At the beginning of June, here in the UK we enjoyed a four day weekend to celebrate the Queen's Diamond Jubilee. Unfortunately I, and most of my colleagues, were denied that pleasure and had to work over the weekend. So in hopes of making some small compensation and spreading the slightest piece of festive cheer, I did what I know always works best when you're working and everyone else is resting. Supply cake:
(Forgive the less than picturesque staging of this photo - it was hastily snapped on work's kitchen table at the start of my shift.)
It's modified from a classic Victoria Sponge, but split into three layers instead of two, with butter icing and blackcurrant jam between the top and middle, butter icing and fresh strawberries between middle and bottom. It was very well received by my colleagues, who amusingly were all far too polite to eat the decorative strawberries!
Ingredients
Sponge cake:
6oz butter/margarine
6oz castor sugar
3 medium eggs
6oz self-raising flour, sifted
To fill:
Butter icing (2 parts, by weight, icing sugar to one part butter/marg)
A few tablespoons of blackcurrant jam
Fresh strawberries, hulled and sliced
Icing sugar and the best looking strawberries to decorate
Method
1) Preheat oven to 180°C (350°F, Mark 4)
2) Grease and flour two 7 inch (18cm) sandwich tins
3) Cream butter and sugar until pale and fluffy
4) Break 1 egg into a cup and beat with a fork
5) Add beaten egg to butter/sugar mixture, with a spoonful of the flour to prevent curdling. Beat in
6) Repeat 5 & 6 until all the eggs are added
7) Gently fold in remaining flour with a metal spoon (I won't lie, I use the same
wooden spon as for the rest and do a sort of stir/enthusiastic fold. But don't be like me, don't be a bad baker, fold your flour in with a metal spoon)
8) Transfer equally to prepared tins, smooth tops a bit but don't fret too much
9) Bake for 25-30 minutes or until they look golden brown, risen, are firm to the touch and just slightly shrinking away from the edges of the pan. A cocktail stick inserted in the centre will come out clean
10) Leave in tins for a few minutes, then remove and place on cooling rack
11) When cold, split (I just split one, this will depend how much filling you have)

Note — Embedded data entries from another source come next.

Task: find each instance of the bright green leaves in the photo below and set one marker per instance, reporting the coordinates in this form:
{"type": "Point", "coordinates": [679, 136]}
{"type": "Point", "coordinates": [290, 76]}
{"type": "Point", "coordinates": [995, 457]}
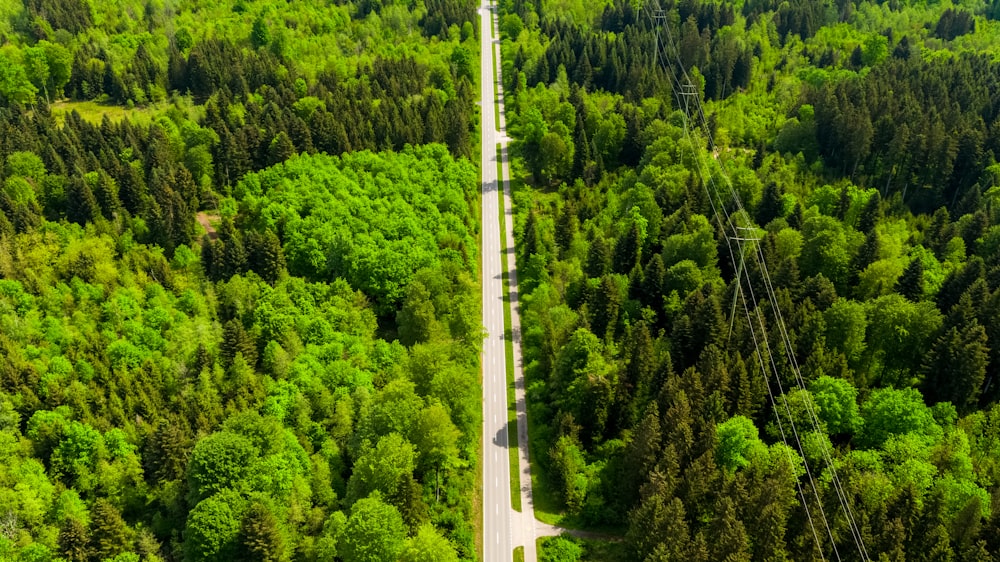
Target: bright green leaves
{"type": "Point", "coordinates": [738, 443]}
{"type": "Point", "coordinates": [381, 467]}
{"type": "Point", "coordinates": [372, 219]}
{"type": "Point", "coordinates": [835, 403]}
{"type": "Point", "coordinates": [220, 461]}
{"type": "Point", "coordinates": [889, 412]}
{"type": "Point", "coordinates": [374, 532]}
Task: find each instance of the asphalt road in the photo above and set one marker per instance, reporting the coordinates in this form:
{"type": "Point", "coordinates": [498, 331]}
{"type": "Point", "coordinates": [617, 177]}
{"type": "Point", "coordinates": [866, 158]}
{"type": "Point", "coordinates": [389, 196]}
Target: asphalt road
{"type": "Point", "coordinates": [497, 541]}
{"type": "Point", "coordinates": [503, 528]}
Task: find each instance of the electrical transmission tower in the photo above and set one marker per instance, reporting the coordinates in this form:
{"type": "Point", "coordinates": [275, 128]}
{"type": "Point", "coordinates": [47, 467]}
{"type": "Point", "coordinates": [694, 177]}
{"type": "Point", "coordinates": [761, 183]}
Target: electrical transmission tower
{"type": "Point", "coordinates": [743, 242]}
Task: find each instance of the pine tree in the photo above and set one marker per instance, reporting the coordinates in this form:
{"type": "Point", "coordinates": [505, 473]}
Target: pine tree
{"type": "Point", "coordinates": [530, 240]}
{"type": "Point", "coordinates": [640, 455]}
{"type": "Point", "coordinates": [235, 339]}
{"type": "Point", "coordinates": [871, 214]}
{"type": "Point", "coordinates": [729, 541]}
{"type": "Point", "coordinates": [867, 255]}
{"type": "Point", "coordinates": [598, 258]}
{"type": "Point", "coordinates": [280, 149]}
{"type": "Point", "coordinates": [261, 539]}
{"type": "Point", "coordinates": [652, 282]}
{"type": "Point", "coordinates": [627, 251]}
{"type": "Point", "coordinates": [606, 308]}
{"type": "Point", "coordinates": [771, 205]}
{"type": "Point", "coordinates": [567, 225]}
{"type": "Point", "coordinates": [911, 283]}
{"type": "Point", "coordinates": [109, 535]}
{"type": "Point", "coordinates": [260, 34]}
{"type": "Point", "coordinates": [74, 541]}
{"type": "Point", "coordinates": [797, 219]}
{"type": "Point", "coordinates": [956, 366]}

and fill. You might need to level the top of the one going on the bottom, the scraps make an excellent reward for selflessly making cake for other people
When filling, alternate layers of butter icing/jam with butter icing/strawberries:
- Spread jam on the underside of a layer, splodge butter icing on the top of another (try to keep it somewhat towards the centre so that it doesn't spurt too much out the side once sandwiched together - unless an artistic spurt is your preference, which it might well be if it doesn't need transporting). Pop jammy layer jam-side down on top of butter icingy layer.
- For the strawberry layers, spread icing evenly across the top of the layer and either neatly tessellate sliced strawberries, or hapzardly scatter chopped ones, on it. A thin application of butter icing to the bottom of the layer above would not go amiss and helps stop things sliding too much.
I had my jammy layer above my strawberry one, but there's no reason why you shouldn't do it whichever way you please. Had I made more icing, I'd have had jammy layers either side of the strawberry layer, to make it look less like I'd modelled it on the French flag.
Just before serving, dust the top with icing sugar. If presenting to company, you might want to pop a couple of strawberries on top - I anchored mine with a trefoil of butter icing.
Serve and enjoy!
Notes
This is a wonderfully scalable recipe. I find a 3 egg mix just right for my tins and hungry colleagues, but by all means make these as small or large as you'd like.
Just remember the cardinal rule - 2oz of butter/sugar/flour for each egg. Similarly you could happily add more layers - I'd only made a couple of ounces of icing, and was assembling the cake before work so didn't have the inclination to whip up some more. But had I had more on hand, I think I'd have done four or five layers, alternating the jam/icing with the strawberries/icing. So really, choose however much you desire for the filling.
You could replace the icing with whipped cream too, but as this was going to sit out near the windows of a south-facing office with unpredictable air-conditioning, I thought that not the best idea.
Go! Bake! Enjoy! No reason to wait 6 years until
the next Diamond Jubilee, make it for whatever occasion or lack-of-occasion you wish. It's such a simple, tasty cake that there's really no reason not to.